Privacy-Preserved Automated Scoring using Federated Learning for Educational Research
Ehsan Latif, Xiaoming Zhai
TL;DR
This work addresses privacy concerns in educational data by introducing a privacy-preserving federated learning framework for automated scoring that leverages parameter-efficient fine-tuning of large language models using LoRA. It adds an adaptive weighted aggregation scheme and differential privacy to securely combine locally trained updates across institutions, alongside a secure gRPC-based communication layer. Evaluated on NGSS-aligned, multi-label science tasks from nine middle schools, the approach achieves 94.5% accuracy in the federated setting, closely approaching centralized performance (within 0.5–1.0 percentage points) and delivering strong rubric-level scoring accuracy with a mean absolute error of 0.34. The results demonstrate that privacy-preserving FL can deliver high-quality, interpretable automated scoring at scale with reduced data moved and maintained regulatory compliance, supported by open-source reproducibility.
Abstract
Data privacy remains a critical concern in educational research, requiring strict adherence to ethical standards and regulatory protocols. While traditional approaches rely on anonymization and centralized data collection, they often expose raw student data to security vulnerabilities and impose substantial logistical overhead. In this study, we propose a federated learning (FL) framework for automated scoring of educational assessments that eliminates the need to share sensitive data across institutions.
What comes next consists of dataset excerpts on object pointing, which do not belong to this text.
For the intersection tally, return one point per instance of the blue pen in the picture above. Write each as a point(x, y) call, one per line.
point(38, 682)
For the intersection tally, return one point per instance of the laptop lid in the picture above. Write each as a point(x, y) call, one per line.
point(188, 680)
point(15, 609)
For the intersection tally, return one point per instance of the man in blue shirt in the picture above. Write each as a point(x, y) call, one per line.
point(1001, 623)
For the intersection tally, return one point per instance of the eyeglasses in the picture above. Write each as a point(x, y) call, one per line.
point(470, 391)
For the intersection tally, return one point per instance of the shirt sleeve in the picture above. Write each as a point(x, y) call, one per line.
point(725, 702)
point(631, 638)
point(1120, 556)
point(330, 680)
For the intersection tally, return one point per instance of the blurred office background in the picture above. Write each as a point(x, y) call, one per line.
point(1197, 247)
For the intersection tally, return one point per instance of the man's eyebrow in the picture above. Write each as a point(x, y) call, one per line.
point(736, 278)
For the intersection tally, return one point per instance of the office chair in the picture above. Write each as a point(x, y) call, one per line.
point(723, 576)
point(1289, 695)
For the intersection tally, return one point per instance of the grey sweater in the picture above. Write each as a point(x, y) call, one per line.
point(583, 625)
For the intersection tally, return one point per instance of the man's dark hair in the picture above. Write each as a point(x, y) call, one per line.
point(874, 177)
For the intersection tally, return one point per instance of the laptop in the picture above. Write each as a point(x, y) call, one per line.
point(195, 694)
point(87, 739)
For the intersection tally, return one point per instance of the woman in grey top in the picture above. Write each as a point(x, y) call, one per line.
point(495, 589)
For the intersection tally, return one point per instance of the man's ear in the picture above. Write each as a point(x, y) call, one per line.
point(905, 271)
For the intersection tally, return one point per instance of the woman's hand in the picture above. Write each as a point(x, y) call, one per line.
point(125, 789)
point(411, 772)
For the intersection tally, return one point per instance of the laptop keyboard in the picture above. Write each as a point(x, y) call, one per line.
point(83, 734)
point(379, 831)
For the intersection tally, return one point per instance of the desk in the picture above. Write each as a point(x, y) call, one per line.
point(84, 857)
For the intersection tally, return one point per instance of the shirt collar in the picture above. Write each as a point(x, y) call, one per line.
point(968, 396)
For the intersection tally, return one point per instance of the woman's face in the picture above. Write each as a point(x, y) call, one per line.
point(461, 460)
Our approach leverages parameter-efficient fine-tuning of large language models (LLMs) with Low-Rank Adaptation (LoRA), enabling each client (school) to train locally while sharing only optimized model updates. To address data heterogeneity, we implement an adaptive weighted aggregation strategy that considers both client performance and data volume. We benchmark our model against two state-of-the-art FL methods and a centralized learning baseline using NGSS-aligned multi-label science assessment data from nine middle schools. Results show that our model achieves the highest accuracy (94.5%) among FL approaches, and performs within 0.5-1.0 percentage points of the centralized model on these metrics. Additionally, it achieves comparable rubric-level scoring accuracy, with only a 1.3% difference in rubric match and a lower score deviation (MAE), highlighting its effectiveness in preserving both prediction quality and interpretability.